Processing operations carried out solely for human resources purposes and which meet the conditions for processing set out in law, for the sole purpose of managing the staff of organisations employing less than 250 people, are exempt from the DPIA requirements. CNIL said. This is except for where the processing operation is for the use of profiling.

Examples of the type of processing operations which fall within this exemption were outlined by the regulator.

The examples include processing for the purposes of: managing pay and issuing of pay slips; the management of training; the management of the company restaurant, such as the issuing of meal vouchers; the reimbursement of professional expenses; the control of working time, except where the processing concerns biometric or sensitive personal data; the follow-up of annual appraisal interviews; mandatory record keeping, and; employees' use of work communication tools where the processing does not involve the use of profiling or biometrics.

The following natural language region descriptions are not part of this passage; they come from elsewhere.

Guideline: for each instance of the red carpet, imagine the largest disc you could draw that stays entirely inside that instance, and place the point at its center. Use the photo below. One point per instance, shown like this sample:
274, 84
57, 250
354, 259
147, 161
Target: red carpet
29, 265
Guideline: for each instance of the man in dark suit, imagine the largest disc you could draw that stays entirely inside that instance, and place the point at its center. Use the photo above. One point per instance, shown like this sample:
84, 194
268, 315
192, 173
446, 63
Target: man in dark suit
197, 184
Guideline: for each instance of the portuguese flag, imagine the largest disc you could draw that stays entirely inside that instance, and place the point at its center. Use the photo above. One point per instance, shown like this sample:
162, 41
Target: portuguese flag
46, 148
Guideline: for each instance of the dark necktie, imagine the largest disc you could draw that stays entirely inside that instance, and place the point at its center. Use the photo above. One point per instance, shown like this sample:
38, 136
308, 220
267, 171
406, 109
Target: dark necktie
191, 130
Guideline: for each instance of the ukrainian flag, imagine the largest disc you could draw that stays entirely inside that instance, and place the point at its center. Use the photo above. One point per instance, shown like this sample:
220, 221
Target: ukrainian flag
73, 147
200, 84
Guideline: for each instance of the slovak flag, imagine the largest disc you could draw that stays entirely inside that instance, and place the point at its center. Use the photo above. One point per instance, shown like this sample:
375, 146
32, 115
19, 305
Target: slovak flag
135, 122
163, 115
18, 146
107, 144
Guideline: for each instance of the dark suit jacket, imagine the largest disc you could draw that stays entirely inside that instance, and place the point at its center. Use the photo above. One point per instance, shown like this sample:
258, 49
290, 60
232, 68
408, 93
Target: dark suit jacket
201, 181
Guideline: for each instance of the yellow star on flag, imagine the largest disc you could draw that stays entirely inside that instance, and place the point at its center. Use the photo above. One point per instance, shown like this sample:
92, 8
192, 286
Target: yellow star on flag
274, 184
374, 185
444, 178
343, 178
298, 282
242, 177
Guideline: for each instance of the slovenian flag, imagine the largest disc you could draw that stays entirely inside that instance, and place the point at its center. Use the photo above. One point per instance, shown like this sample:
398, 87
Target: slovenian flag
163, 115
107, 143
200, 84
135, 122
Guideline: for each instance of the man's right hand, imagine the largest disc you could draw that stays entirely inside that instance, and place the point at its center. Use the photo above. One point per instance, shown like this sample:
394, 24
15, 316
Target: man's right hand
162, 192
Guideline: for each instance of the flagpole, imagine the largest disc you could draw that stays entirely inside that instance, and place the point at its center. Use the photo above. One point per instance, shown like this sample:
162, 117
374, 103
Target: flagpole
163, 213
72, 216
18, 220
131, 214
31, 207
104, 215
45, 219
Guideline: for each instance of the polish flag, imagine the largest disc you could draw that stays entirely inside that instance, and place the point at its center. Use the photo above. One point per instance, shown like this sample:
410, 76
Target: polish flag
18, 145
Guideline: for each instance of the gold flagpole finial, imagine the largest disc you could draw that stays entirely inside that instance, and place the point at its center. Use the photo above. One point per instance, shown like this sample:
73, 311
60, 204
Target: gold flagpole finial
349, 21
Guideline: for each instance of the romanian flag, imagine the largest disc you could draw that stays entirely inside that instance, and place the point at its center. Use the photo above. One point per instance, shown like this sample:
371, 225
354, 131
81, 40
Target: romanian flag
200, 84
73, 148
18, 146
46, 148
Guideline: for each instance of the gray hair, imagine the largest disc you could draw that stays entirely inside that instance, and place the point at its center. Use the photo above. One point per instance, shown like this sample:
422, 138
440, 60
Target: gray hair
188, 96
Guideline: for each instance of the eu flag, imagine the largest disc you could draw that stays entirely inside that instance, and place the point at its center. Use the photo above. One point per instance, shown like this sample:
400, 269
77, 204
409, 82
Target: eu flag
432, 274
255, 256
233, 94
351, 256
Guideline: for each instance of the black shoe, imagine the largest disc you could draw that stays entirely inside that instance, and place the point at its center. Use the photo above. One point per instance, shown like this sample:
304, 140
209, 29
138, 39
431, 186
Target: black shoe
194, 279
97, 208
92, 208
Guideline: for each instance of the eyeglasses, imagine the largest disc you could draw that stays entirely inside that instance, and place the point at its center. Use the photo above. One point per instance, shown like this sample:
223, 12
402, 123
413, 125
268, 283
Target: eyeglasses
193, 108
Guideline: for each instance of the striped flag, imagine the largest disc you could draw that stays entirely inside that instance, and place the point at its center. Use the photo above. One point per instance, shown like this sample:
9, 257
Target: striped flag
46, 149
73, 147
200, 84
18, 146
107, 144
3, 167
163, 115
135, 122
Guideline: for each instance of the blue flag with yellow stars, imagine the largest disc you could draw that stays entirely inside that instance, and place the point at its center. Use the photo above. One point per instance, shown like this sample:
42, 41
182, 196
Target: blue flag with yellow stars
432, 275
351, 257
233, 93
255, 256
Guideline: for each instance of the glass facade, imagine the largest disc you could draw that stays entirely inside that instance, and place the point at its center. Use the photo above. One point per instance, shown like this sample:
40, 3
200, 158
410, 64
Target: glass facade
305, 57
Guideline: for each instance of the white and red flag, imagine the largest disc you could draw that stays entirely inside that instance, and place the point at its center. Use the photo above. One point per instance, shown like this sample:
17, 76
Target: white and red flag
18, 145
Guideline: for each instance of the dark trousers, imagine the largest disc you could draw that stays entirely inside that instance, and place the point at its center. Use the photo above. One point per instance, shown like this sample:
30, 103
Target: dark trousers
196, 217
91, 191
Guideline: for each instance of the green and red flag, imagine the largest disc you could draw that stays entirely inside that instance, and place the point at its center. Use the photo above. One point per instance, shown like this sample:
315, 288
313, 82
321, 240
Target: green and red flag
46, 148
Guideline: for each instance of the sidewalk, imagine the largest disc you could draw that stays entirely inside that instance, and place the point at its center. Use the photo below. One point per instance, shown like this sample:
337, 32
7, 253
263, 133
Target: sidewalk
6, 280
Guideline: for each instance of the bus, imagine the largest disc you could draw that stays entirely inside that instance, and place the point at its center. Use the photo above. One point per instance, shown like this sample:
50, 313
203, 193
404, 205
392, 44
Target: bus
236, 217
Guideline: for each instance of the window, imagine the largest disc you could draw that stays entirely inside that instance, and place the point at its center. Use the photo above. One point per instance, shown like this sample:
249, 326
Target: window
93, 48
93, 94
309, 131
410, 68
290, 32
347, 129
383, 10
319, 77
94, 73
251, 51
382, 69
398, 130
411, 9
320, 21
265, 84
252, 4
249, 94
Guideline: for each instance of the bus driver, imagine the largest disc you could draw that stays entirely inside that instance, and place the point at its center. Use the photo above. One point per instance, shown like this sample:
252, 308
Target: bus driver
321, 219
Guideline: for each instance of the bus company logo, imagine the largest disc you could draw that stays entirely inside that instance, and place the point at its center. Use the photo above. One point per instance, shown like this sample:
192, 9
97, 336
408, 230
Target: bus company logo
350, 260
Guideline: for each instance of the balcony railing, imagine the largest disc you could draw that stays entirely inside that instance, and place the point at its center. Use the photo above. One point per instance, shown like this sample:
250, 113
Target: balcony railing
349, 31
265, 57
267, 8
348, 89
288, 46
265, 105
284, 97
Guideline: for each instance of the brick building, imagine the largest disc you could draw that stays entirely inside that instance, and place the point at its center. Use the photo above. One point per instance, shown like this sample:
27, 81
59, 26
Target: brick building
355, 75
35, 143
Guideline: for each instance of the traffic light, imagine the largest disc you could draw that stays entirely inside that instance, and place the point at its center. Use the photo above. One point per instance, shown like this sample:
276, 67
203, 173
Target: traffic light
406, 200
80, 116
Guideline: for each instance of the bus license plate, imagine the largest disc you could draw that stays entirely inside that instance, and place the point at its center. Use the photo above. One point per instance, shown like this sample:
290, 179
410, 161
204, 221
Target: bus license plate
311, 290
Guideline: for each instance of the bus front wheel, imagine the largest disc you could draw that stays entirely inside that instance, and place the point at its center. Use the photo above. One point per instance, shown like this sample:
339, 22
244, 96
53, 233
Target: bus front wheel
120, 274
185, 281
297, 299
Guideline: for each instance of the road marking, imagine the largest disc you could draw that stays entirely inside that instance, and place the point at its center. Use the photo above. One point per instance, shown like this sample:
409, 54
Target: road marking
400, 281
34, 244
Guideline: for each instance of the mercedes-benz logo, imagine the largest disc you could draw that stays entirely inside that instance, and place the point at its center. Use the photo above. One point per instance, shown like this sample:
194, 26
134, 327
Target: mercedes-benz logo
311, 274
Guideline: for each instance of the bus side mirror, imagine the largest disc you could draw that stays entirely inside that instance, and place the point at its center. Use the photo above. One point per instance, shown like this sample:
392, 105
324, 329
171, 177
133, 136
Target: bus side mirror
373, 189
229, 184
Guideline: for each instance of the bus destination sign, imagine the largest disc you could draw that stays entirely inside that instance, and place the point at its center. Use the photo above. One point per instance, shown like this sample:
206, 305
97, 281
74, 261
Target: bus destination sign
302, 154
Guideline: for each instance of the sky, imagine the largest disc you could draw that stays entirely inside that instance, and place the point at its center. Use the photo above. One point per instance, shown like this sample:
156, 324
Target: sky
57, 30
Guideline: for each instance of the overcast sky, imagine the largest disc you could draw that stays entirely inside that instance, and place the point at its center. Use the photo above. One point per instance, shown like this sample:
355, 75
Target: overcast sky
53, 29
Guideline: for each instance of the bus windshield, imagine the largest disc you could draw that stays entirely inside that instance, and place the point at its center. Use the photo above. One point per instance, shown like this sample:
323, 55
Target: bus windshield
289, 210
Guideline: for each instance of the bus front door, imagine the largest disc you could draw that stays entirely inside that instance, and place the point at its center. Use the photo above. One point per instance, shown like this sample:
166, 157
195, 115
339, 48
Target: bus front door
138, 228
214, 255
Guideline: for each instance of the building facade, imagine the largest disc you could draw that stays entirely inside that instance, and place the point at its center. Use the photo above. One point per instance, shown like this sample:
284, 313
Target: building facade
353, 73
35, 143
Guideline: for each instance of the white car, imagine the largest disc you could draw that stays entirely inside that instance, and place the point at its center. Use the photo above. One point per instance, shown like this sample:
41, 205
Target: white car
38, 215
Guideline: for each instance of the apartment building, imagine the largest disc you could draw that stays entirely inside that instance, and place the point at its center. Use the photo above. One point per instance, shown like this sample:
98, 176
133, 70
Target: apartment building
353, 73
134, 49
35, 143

A further exemption will capture certain data processing operations carried out by trade associations or not-for-profit bodies on behalf of their members in the context of their day-to-day activities, provided that the data being processed is not sensitive in nature.

This exemption will mean the associations do not need to conduct a DPIA before processing personal data to manage member subscriptions, draw up statistical reports or lists of members or contacts to meet management needs – such as for the purpose of sending out newsletters or meeting notices, or to establish member directories or communicate with those members to pursue prospective activities in partnership with them.

Annabelle Richard said the guidance would be welcomed by businesses. She said CNIL is the latest data protection authority in the EU to provide guidance on the question of DPIAs.

"By setting out a comprehensive list of exemptions that apply and a raft of examples, CNIL has gone even further than what both the UK's Information Commissioner's Office and Ireland's Data Protection Commission (DPC) have said about exemptions in the respective guidance they have issued on DPIAs," Richard said. "In the case of the DPC, its DPIA guidance has been recently updated and sets out a short list of circumstances in which a DPIA is not required."

Under the GDPR, organisations are obliged to carry out DPIAs if their planned processing involves "a systematic and extensive evaluation" of personal aspects based on automated processing, including profiling, resulting in decisions that significantly affect individuals; large scale processing of sensitive data or data on criminal convictions/offences; or systematic large scale monitoring of a publicly accessible area, such as through the use of CCTV.

The GDPR also requires DPIAs to be undertaken if planned data processing activities are otherwise "likely to result in a high risk to the rights and freedoms of natural persons".